Today, Seth talks about the 2012 Olympic logo story that we have all been following and draws some surprising conclusions. Seth is quoted below in bold with my responses below.
The art of picking a logo, even one for the Olympics, has almost nothing to do with taste or back story.
By that rational Seth should be praising the 2012 logo. The reality is that the 2012 logo fails for exactly those reasons: it is distastefully ugly, and it lacks any element that connects it to the event. Seth puts absolutely no importance on a logo being formally appropriate or contextually relevant. That is essentially what Seth is saying when he points to Nike, Starbucks, and Apple as examples of corporations that didn’t have to pay for their logos. To him these logos are just a random image picked by an uninformed employee. Yikes.
A great logo doesn’t mean anything until the brand makes it worth something. That’s why spending $800,000 for a logo is ridiculous.
A good logo connected to a strong company should always be the goal. The companies that are paying $800,000 for a logo are the companies that have millions of dollars riding on their identity and its ability to say the right thing.
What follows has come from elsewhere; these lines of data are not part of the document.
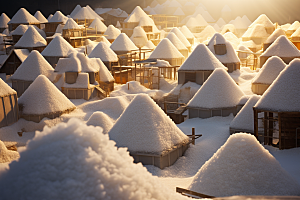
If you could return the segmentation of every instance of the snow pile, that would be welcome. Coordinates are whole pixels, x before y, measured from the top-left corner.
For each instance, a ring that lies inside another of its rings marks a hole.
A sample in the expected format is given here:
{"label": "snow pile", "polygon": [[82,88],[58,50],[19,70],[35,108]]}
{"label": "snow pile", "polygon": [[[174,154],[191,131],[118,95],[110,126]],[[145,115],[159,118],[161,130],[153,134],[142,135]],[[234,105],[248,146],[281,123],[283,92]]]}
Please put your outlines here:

The companies that can benefit the most from a logo improvement would probably pay more than 100 to 500 times less than $800,000. Logo design should be handled by a professional and there are thousands of terrible examples showing how badly a company can look when they try to design their identity themselves.
Of course, the original Olympics logo meant nothing much when they started.
History proves Seth wrong on this point as a quick Google search would have saved him some embarrassment. Isn’t it common knowledge that each ring represents a different continent? If it were up to Seth the original Olympic comittee would just draw a random abstraction out of a hat.
The iPod didn’t need a logo, where a pair of sneakers or a cup of coffee do.
Apparently since the iPod is type only it doesn’t qualify as a logo in Seth’s world.
If you’re given the task of finding a logo for an organization, your first task should be to try to get someone else to do it.
Why? Because it isn’t worth your time? Because it is too hard and it is better to delegate the tough stuff. I would love some explanation on that statement.
If you fail at that, find an abstract image that is clean and simple and carries very little meaning—until your brand adds that meaning.
Wrong. Find someone who has committed their life to logo design. Pay them and trust that they know more about logos than you.
It’s not a popularity contest. Or a job for a committee. It’s not something where you should run it by a focus group.
Well, that’s true. It also isn’t something that you should do yourself if you don’t know what you are doing.
It’s just a placeholder, a label waiting to earn some meaning.
And if you think your brand’s identity is just a placeholder you will never get taken seriously. If Nike, Starbucks, or Apple treated their logo with such little respect nobody would have ever heard of these companies.